I only know that focus on the 2013 saint group is on how smooth and silent everything is. Also the up shift trigger on the shifter works both as an index finger or thumb trigger, which made the transition from sram triggers seamless. Overall, the derailleur itself feels super strong and beefy, the spring has lots of tension and the limit screws are pretty beefy themselves.

Install and adjustments only took a mere 20 minutes and I was on a trail with no issues after that. Didn't touch the barrel once actually. 

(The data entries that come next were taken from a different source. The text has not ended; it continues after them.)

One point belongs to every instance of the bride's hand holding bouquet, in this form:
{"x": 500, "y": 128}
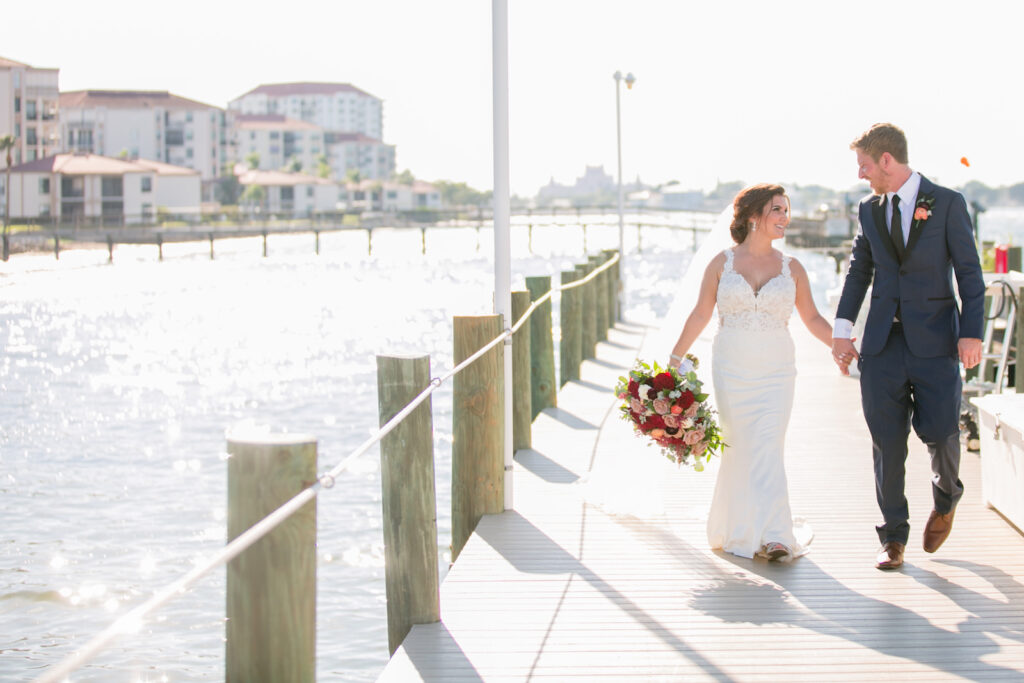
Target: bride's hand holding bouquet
{"x": 669, "y": 407}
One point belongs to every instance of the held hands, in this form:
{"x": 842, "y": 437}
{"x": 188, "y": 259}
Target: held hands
{"x": 844, "y": 352}
{"x": 970, "y": 351}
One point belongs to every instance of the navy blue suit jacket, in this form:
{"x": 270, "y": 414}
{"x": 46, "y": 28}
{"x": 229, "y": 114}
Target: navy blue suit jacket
{"x": 922, "y": 283}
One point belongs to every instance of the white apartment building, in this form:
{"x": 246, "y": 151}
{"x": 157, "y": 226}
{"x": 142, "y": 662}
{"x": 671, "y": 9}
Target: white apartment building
{"x": 29, "y": 101}
{"x": 376, "y": 196}
{"x": 145, "y": 124}
{"x": 276, "y": 140}
{"x": 371, "y": 158}
{"x": 334, "y": 107}
{"x": 351, "y": 121}
{"x": 292, "y": 194}
{"x": 92, "y": 188}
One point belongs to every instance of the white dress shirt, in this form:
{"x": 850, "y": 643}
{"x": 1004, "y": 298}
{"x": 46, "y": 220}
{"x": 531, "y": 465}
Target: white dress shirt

Also when I say quiet, I mean It really doesn't make a chirp. I paired it with a deore 11-34 10 speed cassette and kmc x10 chain. Truvativ Descente cranks 36t with gamut chain guide/bash guard and still quiet.


----------



## aedubber (Apr 17, 2011)

Sweet man ! I always been on SRAM stuff which as held up and worked but been curious to try out Shimano stuff , and the way the trigger setup for shimano is made really interested me . Cant wait to start ordering parts ! 

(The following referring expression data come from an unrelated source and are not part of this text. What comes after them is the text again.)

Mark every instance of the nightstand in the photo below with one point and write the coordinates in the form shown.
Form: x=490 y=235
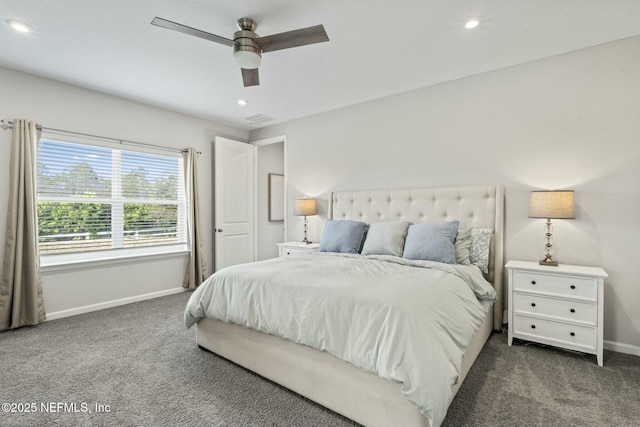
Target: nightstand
x=297 y=248
x=560 y=306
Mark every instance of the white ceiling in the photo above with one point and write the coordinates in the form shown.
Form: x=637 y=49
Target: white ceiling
x=377 y=48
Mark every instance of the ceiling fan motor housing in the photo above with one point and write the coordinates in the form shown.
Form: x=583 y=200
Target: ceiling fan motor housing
x=246 y=52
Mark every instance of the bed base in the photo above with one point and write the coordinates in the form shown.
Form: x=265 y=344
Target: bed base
x=333 y=383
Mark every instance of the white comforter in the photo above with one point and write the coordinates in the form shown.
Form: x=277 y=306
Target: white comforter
x=409 y=321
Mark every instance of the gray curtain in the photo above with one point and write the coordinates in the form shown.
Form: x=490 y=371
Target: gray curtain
x=20 y=286
x=197 y=267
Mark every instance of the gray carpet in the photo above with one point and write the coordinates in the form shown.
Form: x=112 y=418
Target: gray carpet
x=139 y=360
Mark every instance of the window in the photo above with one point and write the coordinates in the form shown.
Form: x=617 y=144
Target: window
x=96 y=202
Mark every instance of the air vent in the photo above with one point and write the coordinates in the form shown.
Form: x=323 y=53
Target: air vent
x=258 y=119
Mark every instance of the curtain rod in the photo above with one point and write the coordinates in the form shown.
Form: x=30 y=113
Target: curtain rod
x=8 y=124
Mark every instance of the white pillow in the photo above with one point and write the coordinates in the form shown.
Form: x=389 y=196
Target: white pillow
x=479 y=252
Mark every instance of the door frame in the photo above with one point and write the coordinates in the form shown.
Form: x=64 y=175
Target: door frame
x=260 y=143
x=252 y=221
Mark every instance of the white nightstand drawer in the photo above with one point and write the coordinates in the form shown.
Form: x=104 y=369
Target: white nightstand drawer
x=297 y=248
x=295 y=252
x=557 y=308
x=564 y=285
x=555 y=333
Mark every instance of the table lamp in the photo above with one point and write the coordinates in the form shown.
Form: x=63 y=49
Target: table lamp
x=551 y=205
x=305 y=207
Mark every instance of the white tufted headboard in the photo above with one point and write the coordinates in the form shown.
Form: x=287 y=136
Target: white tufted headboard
x=474 y=206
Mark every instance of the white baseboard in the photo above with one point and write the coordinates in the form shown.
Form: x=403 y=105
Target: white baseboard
x=114 y=303
x=622 y=348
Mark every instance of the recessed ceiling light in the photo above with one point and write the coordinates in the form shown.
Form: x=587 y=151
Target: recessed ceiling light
x=471 y=23
x=19 y=26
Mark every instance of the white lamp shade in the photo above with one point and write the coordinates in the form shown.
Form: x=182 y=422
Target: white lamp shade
x=552 y=204
x=247 y=59
x=305 y=207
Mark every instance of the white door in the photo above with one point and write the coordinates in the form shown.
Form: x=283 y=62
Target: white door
x=234 y=200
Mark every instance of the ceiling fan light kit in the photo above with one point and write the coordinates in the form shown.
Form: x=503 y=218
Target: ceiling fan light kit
x=246 y=51
x=248 y=46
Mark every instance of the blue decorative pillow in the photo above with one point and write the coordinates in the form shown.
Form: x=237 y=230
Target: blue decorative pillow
x=343 y=236
x=385 y=238
x=432 y=242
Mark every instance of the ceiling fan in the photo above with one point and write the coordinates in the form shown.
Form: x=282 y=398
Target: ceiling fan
x=248 y=46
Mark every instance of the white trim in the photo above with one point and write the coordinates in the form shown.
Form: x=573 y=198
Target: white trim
x=109 y=304
x=268 y=141
x=56 y=262
x=622 y=348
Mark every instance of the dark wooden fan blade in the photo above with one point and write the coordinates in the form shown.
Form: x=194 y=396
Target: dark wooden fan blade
x=294 y=38
x=191 y=31
x=250 y=77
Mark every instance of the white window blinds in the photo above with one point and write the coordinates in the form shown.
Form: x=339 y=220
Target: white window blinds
x=92 y=198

How is chain slap holding up with that rear derailer ?


----------



## howardyudoing (Mar 31, 2010)

I didn't really look cause I didn't hear anything. I should note that I am using the FR adapter for mounting the derailleur which pulls the whole unit back and makes the chain tension a bit tighter. As long as you have the right length chain, you're golden. BTW I used the big-big +2 way to measure chain.


----------



## rscecil007 (Apr 7, 2007)

I'm not sure if the new Saint shifter does it (I think it does,) but one thing I really like about the XTR 980 on my trail bike is the multi release when gearing up. You can drop 2 or 3 gears with one stroke, versus the click click click method on SRAM.


----------



## howardyudoing (Mar 31, 2010)

I know you can downshift multiple gears, but I don't remember about upshifts. Probably is my guess.


----------



## Uncle Cliffy (Jul 7, 2006)

rscecil007 said:


> I'm not sure if the new Saint shifter does it (I think it does,) but one thing I really like about the XTR 980 on my trail bike is the multi release when gearing up. You can drop 2 or 3 gears with one stroke, versus the click click click method on SRAM.





howardyudoing said:


> I know you can downshift multiple gears, but I don't remember about upshifts. Probably is my guess.

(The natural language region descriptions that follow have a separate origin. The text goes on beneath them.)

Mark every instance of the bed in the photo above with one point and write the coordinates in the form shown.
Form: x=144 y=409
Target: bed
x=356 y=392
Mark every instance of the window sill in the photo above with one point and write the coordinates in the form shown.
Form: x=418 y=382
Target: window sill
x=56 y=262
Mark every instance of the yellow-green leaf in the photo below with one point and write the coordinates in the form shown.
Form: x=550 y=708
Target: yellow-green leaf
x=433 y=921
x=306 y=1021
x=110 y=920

Yeah. New Saint shifters have Multi-Release. It seriously took Shimano to a new level for me. Dropping 2 gears in one movement is used more than half the time I shift now.

I actually can't stand riding my big bike currently cause the X9/X0 combo feels so awkward.


----------



## rscecil007 (Apr 7, 2007)

Uncle Cliffy said:


> Yeah. New Saint shifters have Multi-Release. It seriously took Shimano to a new level for me. Dropping 2 gears in one movement is used more than half the time I shift now.
> 
> I actually can't stand riding my big bike currently cause the X9/X0 combo feels so awkward.


Same here. First time I've ridden shimano since I started riding 5 or so years ago. And now my bike with SRAM just feels wierd like you said. And yes you guessed it, all my bikes will now be moving over to Shimano in time.


----------



## howardyudoing (Mar 31, 2010)

You guys said it right there. My first time on shimano was yesterday, and I can happily say that I will never go back to sram. 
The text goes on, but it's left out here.